As the CFC’s new executive director, his first high-profile initiative, called the Telus Innovation Fund, takes on the thorny but timely megalith called media convergence, which rumbled down the tracks and made itself heard again at this month’s Consumer Electronics Show in Las Vegas. Telus provides the seed money to fuel the fund, while the CFC handles the overall design and administration of the program.
The fund will distribute financing of up to $100,000 to small to medium-sized production companies across Canada, for as many as three qualifying projects per year that display unique storytelling content and original ways of reaching cross-platform audiences (read web-based, interactive or mobile).
Klymkiw, former CBC exec head of programming, is adamant that he and his CFC colleagues really have no idea what form ‘innovation’ will take in these projects.
‘We don’t know what the template project looks like for this – and, in fact, our view is that we shouldn’t,’ he stresses. ‘We don’t want the CFC to decide what innovation is. What we want is the CFC to incite people to tell us where innovation is going.’
The surge of mobile-driven content is part of the impetus for the fund from Telus’ perspective, but the process will also enable the CFC to be at the leading edge in helping to create cross-platform content opportunities while the landscape is still being defined.
‘We’re honest about our bewilderment,’ admits Klymkiw. ‘Look at the ways people are playing with content – through telephones, computers, or a virtual mechanism.’
He goes on to point out that the fund will help to decide in some ways where the school should make larger investments in related projects – especially in Habitat, the CFC’s new media lab.

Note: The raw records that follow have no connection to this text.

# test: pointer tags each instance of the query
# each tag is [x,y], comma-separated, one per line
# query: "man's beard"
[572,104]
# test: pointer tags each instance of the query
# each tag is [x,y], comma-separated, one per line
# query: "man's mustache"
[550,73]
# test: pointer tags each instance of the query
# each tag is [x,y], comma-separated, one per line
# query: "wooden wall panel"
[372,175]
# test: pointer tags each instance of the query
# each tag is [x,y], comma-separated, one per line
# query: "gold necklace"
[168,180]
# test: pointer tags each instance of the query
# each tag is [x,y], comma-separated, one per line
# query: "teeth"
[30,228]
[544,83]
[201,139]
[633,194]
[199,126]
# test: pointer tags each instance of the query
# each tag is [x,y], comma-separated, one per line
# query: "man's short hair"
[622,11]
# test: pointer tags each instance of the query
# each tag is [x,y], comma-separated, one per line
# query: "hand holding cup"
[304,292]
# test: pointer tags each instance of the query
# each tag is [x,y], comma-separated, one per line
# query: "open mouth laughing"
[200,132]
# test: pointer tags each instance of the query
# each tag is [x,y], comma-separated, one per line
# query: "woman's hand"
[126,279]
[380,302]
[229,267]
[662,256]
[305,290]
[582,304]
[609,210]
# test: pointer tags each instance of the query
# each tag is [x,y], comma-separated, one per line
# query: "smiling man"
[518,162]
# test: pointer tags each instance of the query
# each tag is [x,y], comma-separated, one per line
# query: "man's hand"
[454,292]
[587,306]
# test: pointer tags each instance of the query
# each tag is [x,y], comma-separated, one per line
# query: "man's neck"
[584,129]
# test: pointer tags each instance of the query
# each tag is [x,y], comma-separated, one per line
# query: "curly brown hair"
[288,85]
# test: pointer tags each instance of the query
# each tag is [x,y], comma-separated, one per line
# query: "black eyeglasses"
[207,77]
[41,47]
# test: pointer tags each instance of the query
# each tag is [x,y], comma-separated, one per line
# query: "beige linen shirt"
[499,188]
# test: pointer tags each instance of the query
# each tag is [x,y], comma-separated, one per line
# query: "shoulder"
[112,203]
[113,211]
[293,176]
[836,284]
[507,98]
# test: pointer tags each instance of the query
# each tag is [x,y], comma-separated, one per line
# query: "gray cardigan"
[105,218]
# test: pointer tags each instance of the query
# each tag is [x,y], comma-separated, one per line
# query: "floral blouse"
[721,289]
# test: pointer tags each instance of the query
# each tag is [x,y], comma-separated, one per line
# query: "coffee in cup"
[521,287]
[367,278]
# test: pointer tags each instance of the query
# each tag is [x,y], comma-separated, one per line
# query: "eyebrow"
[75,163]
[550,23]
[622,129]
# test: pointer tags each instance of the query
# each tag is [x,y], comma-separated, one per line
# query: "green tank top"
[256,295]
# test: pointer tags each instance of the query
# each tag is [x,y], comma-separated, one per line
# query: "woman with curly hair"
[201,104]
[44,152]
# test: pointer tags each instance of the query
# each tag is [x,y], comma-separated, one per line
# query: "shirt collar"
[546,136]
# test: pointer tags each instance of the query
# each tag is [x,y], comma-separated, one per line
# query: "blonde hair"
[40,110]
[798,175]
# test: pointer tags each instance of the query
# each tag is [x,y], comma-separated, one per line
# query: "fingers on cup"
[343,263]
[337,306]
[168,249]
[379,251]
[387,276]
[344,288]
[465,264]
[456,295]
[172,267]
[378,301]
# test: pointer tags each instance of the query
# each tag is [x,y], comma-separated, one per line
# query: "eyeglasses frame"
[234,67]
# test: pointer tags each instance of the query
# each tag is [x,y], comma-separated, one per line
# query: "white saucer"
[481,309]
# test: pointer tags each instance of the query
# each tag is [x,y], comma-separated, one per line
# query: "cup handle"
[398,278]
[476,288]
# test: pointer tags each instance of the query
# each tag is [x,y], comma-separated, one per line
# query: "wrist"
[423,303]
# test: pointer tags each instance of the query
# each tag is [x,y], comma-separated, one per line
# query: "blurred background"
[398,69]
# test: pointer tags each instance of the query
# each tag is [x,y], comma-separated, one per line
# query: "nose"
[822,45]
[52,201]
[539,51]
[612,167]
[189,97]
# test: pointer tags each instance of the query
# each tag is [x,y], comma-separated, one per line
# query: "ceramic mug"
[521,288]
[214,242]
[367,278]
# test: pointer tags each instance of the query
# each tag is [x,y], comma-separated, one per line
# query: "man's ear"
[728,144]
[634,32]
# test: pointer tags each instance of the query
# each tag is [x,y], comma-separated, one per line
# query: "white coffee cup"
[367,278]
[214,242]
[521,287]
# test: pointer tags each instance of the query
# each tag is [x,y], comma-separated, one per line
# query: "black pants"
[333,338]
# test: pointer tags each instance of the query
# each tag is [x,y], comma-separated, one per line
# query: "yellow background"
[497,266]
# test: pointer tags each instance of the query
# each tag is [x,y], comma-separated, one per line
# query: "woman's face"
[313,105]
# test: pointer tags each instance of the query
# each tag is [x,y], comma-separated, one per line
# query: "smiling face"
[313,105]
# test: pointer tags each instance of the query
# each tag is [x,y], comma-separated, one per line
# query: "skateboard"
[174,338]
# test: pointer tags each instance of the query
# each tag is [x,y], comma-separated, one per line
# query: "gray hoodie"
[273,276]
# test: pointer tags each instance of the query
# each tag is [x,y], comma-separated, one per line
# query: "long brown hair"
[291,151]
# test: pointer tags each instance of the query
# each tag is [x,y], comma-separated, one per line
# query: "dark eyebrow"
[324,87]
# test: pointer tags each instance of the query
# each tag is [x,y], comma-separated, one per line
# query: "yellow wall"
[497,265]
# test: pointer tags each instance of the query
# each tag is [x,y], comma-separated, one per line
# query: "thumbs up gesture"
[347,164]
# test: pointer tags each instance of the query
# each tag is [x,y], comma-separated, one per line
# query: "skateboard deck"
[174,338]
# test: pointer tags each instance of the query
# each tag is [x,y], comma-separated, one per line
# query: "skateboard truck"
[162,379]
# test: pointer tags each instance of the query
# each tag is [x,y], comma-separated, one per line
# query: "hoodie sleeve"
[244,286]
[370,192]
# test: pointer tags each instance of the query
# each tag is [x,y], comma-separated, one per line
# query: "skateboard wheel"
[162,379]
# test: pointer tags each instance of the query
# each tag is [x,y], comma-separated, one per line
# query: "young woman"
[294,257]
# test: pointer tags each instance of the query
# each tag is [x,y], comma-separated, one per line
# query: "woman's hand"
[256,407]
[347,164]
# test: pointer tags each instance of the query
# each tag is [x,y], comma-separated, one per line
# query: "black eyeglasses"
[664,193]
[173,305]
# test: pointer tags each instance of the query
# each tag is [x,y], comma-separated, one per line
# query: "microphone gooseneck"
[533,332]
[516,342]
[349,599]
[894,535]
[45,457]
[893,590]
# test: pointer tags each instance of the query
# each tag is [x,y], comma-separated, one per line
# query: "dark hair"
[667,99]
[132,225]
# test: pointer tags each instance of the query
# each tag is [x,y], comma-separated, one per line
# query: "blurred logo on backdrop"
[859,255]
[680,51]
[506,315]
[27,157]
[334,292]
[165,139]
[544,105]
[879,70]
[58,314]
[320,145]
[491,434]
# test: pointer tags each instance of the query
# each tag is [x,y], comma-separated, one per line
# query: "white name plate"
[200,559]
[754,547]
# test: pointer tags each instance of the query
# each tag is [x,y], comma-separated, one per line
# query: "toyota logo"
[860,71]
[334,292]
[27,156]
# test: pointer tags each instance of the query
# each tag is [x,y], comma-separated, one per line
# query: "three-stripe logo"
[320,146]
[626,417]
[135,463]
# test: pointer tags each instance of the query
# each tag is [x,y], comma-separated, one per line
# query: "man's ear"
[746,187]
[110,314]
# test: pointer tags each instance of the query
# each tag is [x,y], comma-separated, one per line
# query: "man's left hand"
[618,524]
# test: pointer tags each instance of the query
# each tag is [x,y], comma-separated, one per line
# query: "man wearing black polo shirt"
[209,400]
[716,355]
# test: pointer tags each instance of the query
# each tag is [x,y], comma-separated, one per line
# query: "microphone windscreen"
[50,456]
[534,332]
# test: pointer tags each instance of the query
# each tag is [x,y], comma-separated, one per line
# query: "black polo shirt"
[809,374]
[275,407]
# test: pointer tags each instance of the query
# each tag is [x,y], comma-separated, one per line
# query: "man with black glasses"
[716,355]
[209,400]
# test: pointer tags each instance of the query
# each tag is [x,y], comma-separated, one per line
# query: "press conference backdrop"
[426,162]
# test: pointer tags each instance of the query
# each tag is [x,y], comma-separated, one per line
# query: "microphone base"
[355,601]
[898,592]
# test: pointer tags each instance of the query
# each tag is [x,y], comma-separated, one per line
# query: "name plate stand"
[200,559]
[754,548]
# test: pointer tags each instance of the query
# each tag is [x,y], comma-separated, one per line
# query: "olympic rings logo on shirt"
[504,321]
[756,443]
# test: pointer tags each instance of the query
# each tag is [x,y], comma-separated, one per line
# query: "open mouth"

Klymkiw says that the new fund demonstrates the Toronto-based center’s national mandate.
‘I can say this as the new fella on the block,’ he says. ‘This place has very interesting linkages across the country, and around the world. And no one really knows that. They see [the CFC] as a place on Bayview Avenue that inevitably is more Toronto-centric than national. People need to understand the Canadian Film Centre is Canadian. Not simply Ontario, and not simply Toronto.’
The deadline for preliminary project submissions is Feb. 27, following the announcement of application guidelines on Feb. 23. The fund will use a base amount from Telus of $3 million that will support the program for three or four years, before ideally being sustained by the reinvestment of returns from completed projects.